Half way into this film I was enthralled; by its conclusion I was annoyed and glum. This is a film that -- through the protagonist played at once oddly creepy and attractive by Freddie Highmore -- asks all the right questions but fails to follow the logic of those questions.
George is a high school senior at a fancy pants prep school in NYC who has been led by the following bit of pop existentialist philosophy -- "you are born alone, die alone and everything else is an illusion"* -- to despair of doing anything meaningful. Despite the despair inherent in the slogan, George is quite chipper and expends vast amounts of energy doing what he wants and avoiding doing what The Man would have him do: study hard, takes tests, and prepare to go to a fancy pants college.

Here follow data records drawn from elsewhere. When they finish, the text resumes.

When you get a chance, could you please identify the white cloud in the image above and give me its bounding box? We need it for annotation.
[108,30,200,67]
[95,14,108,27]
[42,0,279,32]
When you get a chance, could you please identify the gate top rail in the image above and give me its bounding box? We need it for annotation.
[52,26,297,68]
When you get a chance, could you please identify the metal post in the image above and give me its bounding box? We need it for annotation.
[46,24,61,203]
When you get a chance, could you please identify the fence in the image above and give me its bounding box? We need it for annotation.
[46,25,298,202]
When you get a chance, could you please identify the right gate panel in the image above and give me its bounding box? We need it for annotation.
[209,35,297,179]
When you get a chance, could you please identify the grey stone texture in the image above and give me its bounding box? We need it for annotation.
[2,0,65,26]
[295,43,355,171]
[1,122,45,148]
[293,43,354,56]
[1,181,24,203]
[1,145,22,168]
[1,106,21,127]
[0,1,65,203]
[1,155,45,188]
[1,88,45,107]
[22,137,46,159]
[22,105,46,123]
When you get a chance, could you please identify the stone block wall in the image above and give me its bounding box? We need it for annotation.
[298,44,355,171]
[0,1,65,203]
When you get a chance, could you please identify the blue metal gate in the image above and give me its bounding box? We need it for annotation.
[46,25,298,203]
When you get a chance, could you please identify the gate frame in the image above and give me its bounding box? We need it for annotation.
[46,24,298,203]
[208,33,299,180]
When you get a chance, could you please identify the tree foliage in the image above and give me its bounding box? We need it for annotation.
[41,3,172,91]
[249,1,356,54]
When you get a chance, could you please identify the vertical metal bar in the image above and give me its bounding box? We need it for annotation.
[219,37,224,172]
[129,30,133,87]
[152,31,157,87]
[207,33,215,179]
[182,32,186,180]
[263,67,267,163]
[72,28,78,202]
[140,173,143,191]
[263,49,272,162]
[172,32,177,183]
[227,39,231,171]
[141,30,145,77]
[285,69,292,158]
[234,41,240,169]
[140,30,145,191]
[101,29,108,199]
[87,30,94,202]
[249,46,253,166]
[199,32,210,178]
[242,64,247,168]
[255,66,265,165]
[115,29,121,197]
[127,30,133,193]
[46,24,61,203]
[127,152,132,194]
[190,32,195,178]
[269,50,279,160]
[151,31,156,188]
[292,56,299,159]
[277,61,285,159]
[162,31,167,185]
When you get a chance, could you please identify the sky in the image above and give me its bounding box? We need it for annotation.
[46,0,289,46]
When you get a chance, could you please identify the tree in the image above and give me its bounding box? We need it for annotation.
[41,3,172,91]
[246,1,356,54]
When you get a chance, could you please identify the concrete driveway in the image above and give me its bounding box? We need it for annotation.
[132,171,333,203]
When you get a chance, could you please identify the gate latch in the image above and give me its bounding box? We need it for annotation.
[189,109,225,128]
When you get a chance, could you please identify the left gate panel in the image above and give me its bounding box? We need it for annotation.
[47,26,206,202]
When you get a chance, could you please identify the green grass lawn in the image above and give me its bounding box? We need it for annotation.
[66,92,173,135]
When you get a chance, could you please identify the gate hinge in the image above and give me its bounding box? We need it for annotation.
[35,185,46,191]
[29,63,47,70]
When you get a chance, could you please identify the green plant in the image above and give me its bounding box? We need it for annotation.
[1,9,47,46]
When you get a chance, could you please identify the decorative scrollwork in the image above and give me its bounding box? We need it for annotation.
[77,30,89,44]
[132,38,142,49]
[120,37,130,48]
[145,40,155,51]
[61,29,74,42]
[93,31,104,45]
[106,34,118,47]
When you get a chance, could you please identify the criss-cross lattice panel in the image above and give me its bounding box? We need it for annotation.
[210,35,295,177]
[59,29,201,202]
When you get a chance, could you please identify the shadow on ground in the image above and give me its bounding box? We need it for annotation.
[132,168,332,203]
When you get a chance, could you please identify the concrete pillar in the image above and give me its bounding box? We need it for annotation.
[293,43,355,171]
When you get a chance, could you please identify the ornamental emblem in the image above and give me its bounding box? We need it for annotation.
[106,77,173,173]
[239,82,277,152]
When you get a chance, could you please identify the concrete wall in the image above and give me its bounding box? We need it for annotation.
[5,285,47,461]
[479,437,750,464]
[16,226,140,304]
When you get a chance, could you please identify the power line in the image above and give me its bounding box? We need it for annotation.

Surely there must be more to life?
Indeed, George's intuition that there is more to life is profoundly correct, but he takes the ever-popular romantic shortcut into enlightenment: falling in love. Don't get me wrong: love, beauty -- these and many more can be a path toward the truth about oneself. But in this film I was reminded of the glib "sex as salvation" tonic fobbed off on moviegoers in Titanic. George's relationship with Sally Howe (Emma Roberts) seems like too pat an answer to George's questions. It left me feeling like the film was suggesting that the way to get the girls is to play the moody existentialist. (That may well be true, by the way.)
Perhaps the film should have been entitled Go Along to Get Along, for if the heart can be satisfied by loves that do not exceed what immediately confronts us, then George will be a happy camper by being successful according to someone else's criteria.
*Orson Welles may be the source of this quotation; I didn't pursue it very far online.